Anybody who paid attention for at least fifteen minutes in 5th grade history will recall that the Ancient Greeks and the Ancient Romans had a thing for wine. In fact, they’re the biggest winos of world history.
In the Rome of old, wine drinking was seen as a fundamental human right. Even slaves were legally entitled to a minimum amount of wine each week. Seriously, everyone was drinking wine all the damn time.
The insane vino-lust that caught like wildfire on the Italian Peninsula never died out. Italy still produces the most wine in the world and its citizens are still some of the thirstiest in history: your average Italian consumes about 11 gallons of wine each year.
One of the coolest things about Italian wine is the staggering diversity of the stuff. There are well over 300 different types of grapes growing on “the boot.” Lots of those are indigenous varietals and some are direct descendants of the grapes that Caesar’s winemakers were pressing while gladiators hacked each other to pieces. Do today’s Italian wines taste the same as they did back in the day of the Iliad and the Odyssey?
Fortunately, Pliny the Elder, an old Roman naturalist, total boozehound (and the inspiration for an epic double IPA) went around sampling and recording information about all the wines in the empire. What does that mean? Ancient Roman tasting notes, baby!

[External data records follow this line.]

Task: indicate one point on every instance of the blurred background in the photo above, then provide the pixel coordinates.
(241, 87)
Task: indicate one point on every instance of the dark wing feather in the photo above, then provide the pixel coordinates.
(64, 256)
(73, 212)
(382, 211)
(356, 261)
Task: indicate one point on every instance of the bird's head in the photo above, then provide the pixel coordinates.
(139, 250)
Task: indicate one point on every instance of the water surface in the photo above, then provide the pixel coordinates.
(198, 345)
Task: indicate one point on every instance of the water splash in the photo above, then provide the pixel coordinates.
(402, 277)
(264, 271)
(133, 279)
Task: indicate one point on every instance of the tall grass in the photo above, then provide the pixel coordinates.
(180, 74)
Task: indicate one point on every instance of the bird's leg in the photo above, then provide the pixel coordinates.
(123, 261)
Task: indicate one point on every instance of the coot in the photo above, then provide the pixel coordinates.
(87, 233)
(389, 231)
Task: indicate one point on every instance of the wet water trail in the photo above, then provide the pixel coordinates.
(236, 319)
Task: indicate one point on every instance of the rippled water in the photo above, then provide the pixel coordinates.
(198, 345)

Here are a few fantastic wine facts we learned from Pliny the Elder’s Natural History:
1) People put all kinds of crazy things in wine back then.
Forget ice cubes. It was common practice to cut wines with water, herbs and plants to “enhance” flavor and color and to make more product. “Adulteration” of wine was pretty much expected. Old Pliny writes of one winery in Gallia Narbonensis “where they give a dark hue to their wines by the agency of smoke” and are “even known to use aloes for the purpose of heightening the flavour and improving the colour of their wines.”
Sounds good if you’ve got a sunburned throat or like your wine real oaky? These days they use all sorts of chemicals to filter, fine and color wine- but usually not cloves, smoke and oil.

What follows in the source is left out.